Albert Einstein College of Medicine Awarded $6.7 Million to Study Genetics of Congenital Heart Defects

October 11, 2011 — (Bronx, NY) — The Eunice Kennedy Shriver National Institute of Child Health & Human Development, part of the National Institutes of Health, has awarded researchers at Albert Einstein College of Medicine of Yeshiva University and collaborators at the Children’s Hospital of Philadelphia (CHOP) a five-year, $6.7 million grant to study the genetics of both rare and common congenital heart abnormalities known as conotruncal defects (CTDs).

Bernice Morrow
Bernice Morrow, Ph.D.
CTDs account for more than one-third of all heart defects. They can involve a faulty connection between the heart’s chambers or an abnormality affecting a major blood vessel leaving the heart. Some of the more common CTDs include ventricular septal defects and tetralogy of Fallot.

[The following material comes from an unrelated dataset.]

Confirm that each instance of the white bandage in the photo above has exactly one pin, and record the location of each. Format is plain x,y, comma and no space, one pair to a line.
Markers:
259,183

"We hope that this project will greatly expand our understanding of the genetic basis of CTDs and lead to novel therapies and preventive strategies for these defects," said principal investigator Bernice Morrow, Ph.D., director of translational genetics, professor of genetics and the Sidney L. and Miriam K. Olson Chair in Cardiology at Einstein. Dr. Morrow has appointments in obstetrics & gynecology and women’s health and pediatrics.

The first part of Dr. Morrow’s study will examine CTDs occurring in patients with velo-cardio-facial/DiGeorge syndrome, also called 22q11.2 deletion syndrome (22q11DS). The syndrome is caused by the deletion of a small piece of chromosome 22 known as q11.2. This deletion, present in about one in every 4,000 live births, can cause a variety of developmental abnormalities in addition to CTDs, including immune deficiencies, mild craniofacial deformities and behavioral or intellectual disabilities. There is no cure for the disorder. Dr. Morrow and collaborators at CHOP have formed an International 22q11.2 Consortium to greatly expand the number of samples obtained for research.

TBX1, one of the genes in the deleted 22q11.2 region, is largely responsible for the physical abnormalities in the disorder. Since the symptoms of 22q11DS vary from mild to serious, Dr. Morrow believes that DNA variations in other genes may influence disease severity. Her continued research funded by this grant will involve tracking down these "modifier genes" and determining how they interact with each other and with TBX1. She will be using DNAs from human subjects and mouse models of the syndrome in her research.

In another part of the study, the researchers will examine whether genes involved in 22q11DS also play a role in "non-syndromic" CTDs. These defects are more common than the CTDs associated with 22q11DS and thus relevant to a larger number of people.